In order to achieve enough transparency to ensure that AI use is safe, it may inadvertently make the use of it more unpleasant or bureaucratic, or may dissuade counsellors from using it when it could be beneficial. The higher the prevalence of use of AI by an organisation in individual cases?, the more they should be able to demonstrate how and why they are using AI ethically. In order to do this, it may involve a series of administrative processes, such as an AI risk register, maintaining a list of task-utility thresholds, adding and adjusting labels, seeking consent at each usage, environmental impact assessment, liability assessments, strategic planning, AI policy

processes etc.
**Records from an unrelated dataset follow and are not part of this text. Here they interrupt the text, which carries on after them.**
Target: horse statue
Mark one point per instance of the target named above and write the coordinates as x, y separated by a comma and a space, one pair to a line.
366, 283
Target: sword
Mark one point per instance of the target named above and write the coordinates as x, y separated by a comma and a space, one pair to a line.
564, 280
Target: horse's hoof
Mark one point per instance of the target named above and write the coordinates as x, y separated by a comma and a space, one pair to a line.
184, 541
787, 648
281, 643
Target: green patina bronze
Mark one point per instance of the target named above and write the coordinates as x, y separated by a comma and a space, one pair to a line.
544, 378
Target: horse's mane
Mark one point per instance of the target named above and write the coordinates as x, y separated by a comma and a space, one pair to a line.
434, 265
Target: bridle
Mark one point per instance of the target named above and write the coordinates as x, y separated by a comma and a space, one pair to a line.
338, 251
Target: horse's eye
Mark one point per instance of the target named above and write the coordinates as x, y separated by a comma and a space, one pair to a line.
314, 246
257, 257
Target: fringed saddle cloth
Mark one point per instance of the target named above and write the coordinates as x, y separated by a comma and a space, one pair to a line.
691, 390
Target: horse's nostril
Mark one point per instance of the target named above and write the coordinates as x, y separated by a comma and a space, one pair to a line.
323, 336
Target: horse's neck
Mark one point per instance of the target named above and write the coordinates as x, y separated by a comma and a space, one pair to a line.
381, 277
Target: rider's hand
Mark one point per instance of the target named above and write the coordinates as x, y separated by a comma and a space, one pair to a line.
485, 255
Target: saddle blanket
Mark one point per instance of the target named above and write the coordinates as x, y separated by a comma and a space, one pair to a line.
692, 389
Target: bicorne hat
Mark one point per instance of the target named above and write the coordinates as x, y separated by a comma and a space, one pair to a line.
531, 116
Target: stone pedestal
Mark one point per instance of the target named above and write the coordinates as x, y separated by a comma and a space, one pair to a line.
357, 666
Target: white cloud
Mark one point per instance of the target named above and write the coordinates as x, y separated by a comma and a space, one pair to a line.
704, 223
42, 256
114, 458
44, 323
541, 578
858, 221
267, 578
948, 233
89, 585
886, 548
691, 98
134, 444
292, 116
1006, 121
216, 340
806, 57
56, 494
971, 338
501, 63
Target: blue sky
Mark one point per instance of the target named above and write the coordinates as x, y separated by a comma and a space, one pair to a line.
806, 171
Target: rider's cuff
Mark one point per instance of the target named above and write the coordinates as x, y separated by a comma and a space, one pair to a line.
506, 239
It may require further external validation or scoring of trustworthiness based on a history of trustworthy conduct (note to reader - a bit like insurers determine the cost of insurance based on a quantitative appraisal of prior risk factors).

Perhaps better tools will be developed to establish trust worthiness with AI in counselling contexts, but at this stage, October 2024, it feels like using AI ethically might actually be quite hard work, and where there is hard work there is the desire for shortcuts. Counsellors may just decide not to disclose their AI usage. In order to prevent this, we should consider a duty to disclose AI use as a core responsibility for the counselling profession.